Have you ever found yourself on a gigantic line and you’re only on line to buy just one thing?
Have you ever found yourself standing next to a person on line and within five minutes you want to remove this person from earth’s existence?
Maybe they’re on their phone. Maybe they’re being really loud. Perhaps they just smell awful.
You feel trapped. You feel stuck. You feel miserable.
By the time you reach the front of the line to buy your item you are spent. You practically feel defeated.
By the time your day is over and you’ve returned home you want nothing to do with anything.
You think to yourself, “I’m never shopping again.” And yet in a week or two you find yourself doing it all again.
That’s 100% your fault
If you find yourself complaining about this, the first person you should be blaming is yourself.
First of all, did you even need to be shopping in the first place when there’s this handy website called Amazon?
Did you really need to be going to the store during those hours?
Was any of this even necessary?
Seriously, take a look back on that event and retrace your steps.
How many things could you have done differently? Could you have woken up 30 minutes earlier and avoided the crowds?
Could you have shopped a week earlier?
Could you have planned a little better?
The answer in every one of these situations is “of course.”
Of course you could have avoided it, but there you are whining about how annoying your day of shopping was.
Guess what?
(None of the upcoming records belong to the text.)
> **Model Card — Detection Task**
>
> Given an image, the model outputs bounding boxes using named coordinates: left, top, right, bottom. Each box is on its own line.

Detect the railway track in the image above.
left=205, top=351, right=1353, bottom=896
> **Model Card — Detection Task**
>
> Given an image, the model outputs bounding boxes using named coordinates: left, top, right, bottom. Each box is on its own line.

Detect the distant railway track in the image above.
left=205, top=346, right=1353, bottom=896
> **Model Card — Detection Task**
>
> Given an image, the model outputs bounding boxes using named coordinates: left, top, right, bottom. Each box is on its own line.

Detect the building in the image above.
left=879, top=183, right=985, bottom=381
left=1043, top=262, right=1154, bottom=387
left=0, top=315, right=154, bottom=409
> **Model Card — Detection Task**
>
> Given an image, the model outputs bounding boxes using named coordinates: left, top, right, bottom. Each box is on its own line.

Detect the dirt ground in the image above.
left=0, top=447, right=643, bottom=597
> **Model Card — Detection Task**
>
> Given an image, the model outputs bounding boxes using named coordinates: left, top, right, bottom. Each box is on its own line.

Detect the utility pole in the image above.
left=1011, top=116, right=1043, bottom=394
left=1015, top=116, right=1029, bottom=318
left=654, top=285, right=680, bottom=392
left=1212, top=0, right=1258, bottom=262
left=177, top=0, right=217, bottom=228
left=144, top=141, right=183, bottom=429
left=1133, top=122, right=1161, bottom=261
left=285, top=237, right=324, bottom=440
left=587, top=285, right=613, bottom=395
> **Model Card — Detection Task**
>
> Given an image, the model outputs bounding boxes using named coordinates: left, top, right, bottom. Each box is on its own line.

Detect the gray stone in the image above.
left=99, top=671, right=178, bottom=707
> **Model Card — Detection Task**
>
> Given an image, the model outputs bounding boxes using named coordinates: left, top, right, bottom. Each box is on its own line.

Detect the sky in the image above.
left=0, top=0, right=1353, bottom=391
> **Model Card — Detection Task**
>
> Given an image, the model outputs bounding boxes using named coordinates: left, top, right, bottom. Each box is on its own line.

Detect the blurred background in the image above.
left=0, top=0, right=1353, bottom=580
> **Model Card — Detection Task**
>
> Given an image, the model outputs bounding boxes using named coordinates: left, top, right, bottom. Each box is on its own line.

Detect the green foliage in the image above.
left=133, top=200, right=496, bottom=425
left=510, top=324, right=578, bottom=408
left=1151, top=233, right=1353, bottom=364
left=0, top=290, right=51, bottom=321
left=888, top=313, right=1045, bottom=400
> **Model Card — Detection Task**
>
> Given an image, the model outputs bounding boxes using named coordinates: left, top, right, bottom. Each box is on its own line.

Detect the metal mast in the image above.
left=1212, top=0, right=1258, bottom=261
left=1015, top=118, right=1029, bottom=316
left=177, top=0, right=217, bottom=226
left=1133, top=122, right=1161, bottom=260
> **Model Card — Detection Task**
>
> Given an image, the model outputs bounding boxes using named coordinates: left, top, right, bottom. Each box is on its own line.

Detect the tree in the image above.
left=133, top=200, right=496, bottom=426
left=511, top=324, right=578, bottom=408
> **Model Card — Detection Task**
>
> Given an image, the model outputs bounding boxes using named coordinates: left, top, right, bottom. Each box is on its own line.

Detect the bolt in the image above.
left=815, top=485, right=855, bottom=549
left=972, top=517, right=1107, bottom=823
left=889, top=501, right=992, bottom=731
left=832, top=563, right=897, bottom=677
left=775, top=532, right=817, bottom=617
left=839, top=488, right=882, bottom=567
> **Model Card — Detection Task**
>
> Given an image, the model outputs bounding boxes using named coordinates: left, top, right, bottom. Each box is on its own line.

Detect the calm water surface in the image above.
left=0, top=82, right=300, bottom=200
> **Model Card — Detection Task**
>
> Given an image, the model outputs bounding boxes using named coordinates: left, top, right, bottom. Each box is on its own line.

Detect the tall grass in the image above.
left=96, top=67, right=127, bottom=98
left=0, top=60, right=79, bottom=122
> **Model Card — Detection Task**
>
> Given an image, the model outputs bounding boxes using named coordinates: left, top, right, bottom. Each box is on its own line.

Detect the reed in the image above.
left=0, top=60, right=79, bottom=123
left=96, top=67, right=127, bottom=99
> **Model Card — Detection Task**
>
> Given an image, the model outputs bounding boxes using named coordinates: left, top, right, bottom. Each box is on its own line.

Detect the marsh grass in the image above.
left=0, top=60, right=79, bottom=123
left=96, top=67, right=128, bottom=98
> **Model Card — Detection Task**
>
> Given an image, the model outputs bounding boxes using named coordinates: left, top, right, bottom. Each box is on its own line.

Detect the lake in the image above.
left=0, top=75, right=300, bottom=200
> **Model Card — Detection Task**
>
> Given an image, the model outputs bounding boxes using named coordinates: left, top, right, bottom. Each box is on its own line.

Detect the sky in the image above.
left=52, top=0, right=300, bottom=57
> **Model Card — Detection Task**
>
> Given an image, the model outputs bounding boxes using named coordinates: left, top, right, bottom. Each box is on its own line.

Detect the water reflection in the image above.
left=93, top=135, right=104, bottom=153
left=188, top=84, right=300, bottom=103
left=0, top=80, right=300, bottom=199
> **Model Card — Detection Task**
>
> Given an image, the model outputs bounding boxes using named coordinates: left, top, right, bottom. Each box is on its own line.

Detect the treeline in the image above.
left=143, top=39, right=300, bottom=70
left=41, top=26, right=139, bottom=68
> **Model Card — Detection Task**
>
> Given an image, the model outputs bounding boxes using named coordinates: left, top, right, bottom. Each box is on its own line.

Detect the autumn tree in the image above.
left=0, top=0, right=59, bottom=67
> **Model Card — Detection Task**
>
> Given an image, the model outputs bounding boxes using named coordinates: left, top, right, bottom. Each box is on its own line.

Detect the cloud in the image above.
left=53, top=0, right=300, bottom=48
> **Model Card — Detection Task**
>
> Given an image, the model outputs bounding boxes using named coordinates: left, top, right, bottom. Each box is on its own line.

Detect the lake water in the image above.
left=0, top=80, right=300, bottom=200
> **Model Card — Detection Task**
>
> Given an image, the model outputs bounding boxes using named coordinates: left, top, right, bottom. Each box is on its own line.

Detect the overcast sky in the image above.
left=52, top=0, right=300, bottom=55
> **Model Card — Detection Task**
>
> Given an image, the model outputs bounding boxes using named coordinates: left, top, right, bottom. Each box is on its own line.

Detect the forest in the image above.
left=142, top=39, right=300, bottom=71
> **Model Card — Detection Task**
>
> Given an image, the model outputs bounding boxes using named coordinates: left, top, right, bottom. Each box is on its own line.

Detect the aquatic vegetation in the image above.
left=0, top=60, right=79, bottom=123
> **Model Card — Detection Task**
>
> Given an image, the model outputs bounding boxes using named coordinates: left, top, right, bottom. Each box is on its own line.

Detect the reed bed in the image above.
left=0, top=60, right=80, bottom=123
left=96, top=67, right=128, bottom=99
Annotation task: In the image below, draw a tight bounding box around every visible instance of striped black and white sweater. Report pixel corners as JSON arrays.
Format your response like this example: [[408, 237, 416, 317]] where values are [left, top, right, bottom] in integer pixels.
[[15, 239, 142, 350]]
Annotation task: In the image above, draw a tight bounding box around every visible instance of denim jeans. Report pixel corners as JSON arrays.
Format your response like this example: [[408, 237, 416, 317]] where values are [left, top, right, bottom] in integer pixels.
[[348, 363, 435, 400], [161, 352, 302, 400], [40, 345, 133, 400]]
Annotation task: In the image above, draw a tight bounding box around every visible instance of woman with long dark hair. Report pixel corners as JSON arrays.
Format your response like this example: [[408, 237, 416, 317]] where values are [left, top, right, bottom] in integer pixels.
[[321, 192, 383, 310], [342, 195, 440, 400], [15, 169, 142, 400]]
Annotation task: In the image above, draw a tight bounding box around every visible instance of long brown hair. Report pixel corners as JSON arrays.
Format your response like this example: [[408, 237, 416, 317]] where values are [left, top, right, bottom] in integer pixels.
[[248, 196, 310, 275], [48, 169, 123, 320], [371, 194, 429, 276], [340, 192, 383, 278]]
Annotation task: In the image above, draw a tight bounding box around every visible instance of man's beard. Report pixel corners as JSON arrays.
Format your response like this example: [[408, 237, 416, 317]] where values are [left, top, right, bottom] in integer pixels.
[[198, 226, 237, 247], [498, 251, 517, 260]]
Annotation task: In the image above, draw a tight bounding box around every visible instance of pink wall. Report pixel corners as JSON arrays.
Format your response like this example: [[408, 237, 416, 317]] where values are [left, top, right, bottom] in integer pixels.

That’s your fault and no one else’s.
I don’t care if the store clerk was the snottiest person in the world. It’s your fault.
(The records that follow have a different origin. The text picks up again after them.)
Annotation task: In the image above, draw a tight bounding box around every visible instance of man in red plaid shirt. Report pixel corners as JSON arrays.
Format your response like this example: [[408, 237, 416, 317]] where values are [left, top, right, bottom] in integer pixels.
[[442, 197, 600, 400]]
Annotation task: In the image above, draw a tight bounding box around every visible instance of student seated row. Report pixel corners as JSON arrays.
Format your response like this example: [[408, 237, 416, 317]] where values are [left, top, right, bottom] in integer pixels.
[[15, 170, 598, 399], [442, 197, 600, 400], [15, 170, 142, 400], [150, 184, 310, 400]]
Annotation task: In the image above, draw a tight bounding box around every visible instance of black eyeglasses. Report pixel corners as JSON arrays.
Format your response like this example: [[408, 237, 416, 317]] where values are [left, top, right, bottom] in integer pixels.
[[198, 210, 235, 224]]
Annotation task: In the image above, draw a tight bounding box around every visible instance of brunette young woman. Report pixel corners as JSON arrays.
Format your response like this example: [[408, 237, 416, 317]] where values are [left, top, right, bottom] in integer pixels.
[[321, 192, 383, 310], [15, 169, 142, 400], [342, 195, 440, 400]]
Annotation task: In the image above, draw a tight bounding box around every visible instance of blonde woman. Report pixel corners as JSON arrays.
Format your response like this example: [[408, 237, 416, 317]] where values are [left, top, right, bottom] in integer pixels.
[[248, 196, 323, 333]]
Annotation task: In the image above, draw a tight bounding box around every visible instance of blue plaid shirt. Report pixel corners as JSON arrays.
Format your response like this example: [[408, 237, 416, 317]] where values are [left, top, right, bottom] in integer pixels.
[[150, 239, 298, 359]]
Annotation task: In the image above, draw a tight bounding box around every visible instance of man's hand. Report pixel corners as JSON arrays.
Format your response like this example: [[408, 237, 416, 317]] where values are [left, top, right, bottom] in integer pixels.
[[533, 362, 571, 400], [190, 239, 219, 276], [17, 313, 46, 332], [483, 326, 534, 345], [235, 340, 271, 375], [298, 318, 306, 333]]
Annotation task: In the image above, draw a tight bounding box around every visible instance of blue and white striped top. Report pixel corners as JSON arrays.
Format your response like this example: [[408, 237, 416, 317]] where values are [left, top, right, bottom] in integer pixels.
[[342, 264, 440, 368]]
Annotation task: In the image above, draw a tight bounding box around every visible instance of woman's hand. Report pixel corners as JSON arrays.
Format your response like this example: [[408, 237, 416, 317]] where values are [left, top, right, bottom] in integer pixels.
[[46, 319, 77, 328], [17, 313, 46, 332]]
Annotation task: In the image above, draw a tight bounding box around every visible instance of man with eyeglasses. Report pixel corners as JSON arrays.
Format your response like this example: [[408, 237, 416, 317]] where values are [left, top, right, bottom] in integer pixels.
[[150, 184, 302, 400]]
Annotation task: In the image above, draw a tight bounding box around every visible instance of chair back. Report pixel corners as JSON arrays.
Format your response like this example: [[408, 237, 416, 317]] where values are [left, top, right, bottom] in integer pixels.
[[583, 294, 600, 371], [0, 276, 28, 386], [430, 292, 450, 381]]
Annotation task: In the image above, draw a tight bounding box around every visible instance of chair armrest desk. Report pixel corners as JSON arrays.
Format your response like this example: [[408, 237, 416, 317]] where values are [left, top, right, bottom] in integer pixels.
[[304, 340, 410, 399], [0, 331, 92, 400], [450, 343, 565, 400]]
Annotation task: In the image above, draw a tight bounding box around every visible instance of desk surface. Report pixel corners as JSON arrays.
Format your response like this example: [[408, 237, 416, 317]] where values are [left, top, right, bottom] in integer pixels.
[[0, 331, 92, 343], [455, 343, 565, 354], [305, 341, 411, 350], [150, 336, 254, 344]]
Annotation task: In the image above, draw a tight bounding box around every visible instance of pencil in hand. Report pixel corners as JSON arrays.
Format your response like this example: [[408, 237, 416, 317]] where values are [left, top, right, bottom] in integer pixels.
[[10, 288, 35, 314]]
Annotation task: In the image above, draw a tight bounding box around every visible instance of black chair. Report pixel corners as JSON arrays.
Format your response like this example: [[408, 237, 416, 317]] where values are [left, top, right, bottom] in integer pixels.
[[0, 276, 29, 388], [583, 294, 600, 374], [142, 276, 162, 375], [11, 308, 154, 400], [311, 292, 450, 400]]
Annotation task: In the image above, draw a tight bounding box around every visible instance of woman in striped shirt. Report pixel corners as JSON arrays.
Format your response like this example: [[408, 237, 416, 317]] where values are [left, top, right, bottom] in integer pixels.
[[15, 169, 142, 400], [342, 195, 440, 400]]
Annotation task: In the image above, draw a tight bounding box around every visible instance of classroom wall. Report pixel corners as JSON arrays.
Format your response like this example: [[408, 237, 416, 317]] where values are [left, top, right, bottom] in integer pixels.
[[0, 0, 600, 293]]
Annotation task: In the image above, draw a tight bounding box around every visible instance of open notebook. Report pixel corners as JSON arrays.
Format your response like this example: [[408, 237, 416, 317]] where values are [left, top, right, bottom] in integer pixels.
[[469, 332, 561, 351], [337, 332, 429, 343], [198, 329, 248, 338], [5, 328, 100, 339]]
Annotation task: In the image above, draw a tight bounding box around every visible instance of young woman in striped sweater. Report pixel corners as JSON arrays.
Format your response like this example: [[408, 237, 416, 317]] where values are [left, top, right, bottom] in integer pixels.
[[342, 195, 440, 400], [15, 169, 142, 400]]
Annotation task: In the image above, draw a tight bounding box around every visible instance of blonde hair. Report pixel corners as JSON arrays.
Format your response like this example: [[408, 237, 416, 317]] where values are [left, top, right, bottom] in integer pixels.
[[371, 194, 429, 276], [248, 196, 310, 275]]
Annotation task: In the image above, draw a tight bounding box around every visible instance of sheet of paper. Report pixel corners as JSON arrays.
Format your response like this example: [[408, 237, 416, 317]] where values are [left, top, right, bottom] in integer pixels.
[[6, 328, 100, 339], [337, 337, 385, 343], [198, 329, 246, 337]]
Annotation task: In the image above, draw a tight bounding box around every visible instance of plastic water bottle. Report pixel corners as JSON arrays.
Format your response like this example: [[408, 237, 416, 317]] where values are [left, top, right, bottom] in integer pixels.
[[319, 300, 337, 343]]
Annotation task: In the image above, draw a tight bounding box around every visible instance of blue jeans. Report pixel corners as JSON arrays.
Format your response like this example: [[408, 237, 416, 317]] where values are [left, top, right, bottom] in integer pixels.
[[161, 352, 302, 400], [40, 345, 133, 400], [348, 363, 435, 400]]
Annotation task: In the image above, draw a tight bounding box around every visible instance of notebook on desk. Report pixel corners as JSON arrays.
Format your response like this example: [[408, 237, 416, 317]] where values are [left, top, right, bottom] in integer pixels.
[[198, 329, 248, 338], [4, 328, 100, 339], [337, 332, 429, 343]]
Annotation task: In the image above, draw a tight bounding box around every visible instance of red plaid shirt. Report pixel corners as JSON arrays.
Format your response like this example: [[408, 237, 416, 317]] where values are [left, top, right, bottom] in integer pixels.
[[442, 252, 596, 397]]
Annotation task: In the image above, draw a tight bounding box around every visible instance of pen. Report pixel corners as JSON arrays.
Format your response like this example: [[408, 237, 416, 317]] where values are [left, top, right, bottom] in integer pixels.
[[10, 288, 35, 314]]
I don’t care if you tripped in gum and couldn’t get it off your shoe. That’s your fault.
We need to blame ourselves
I’m not saying that there are some things in our lives that don’t “just happen.”
I get that we’re not responsible for every single tiny aspect of our lives.
But I will say that we are responsible for the majority of them. And the majority is really what makes up our lives.
The next time you find yourself complaining.
The next time you find yourself blaming.
The next time you think that the world is out to get you, pause.
That’s right, pause.
Think about what you could have done differently and what you should be doing differently.
Chances are likely that there’s always something you could have done and there’s always something you can do.